This webinar was presented for a seminar to a group of quantitative researchers (mostly statisticians) at the University of Melbourne. Abstract is below.
Topics covered: context of data integration, PCA solved with NIPALS algorithm and SVD, sparse PCA, correlation circle plot interpretation, PLS algorithms and deflation modes, sparse PLS.
Technological improvements have allowed for the collection of data from different types of molecules (e.g. genes, proteins, metabolites, microorganisms) resulting in multiple ‘omics data (e.g. transcriptomics, proteomics, metabolomics, microbiome) measured from the same set N of biospecimens or individuals. In this talk I will introduce the statistical integration of these multi-omics data to shed more light into a biological system.

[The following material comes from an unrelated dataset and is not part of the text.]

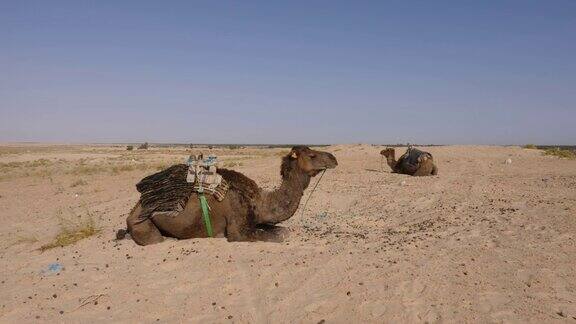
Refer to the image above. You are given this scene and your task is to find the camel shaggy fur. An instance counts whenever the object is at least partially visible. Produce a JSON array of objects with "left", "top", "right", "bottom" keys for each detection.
[
  {"left": 380, "top": 147, "right": 438, "bottom": 176},
  {"left": 121, "top": 146, "right": 338, "bottom": 245}
]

Integrating data include numerous challenges – data are complex and large, each with few samples (N < 50) and many molecules (P > 10,000), and generated using different technologies. I will present PLS (Partial Least Squares / Projection to Latent Structures developed by Wold in the 1980s) as an algorithm of choice for data integration of small N large P problems. These variants form the basis of our comprehensive mixOmics R package for feature selection, dimension reduction and integration of omics data sets. This talk is targeted at a general audience with background knowledge in statistics and interest in large data
The webinar was re-recorded for the PLS section.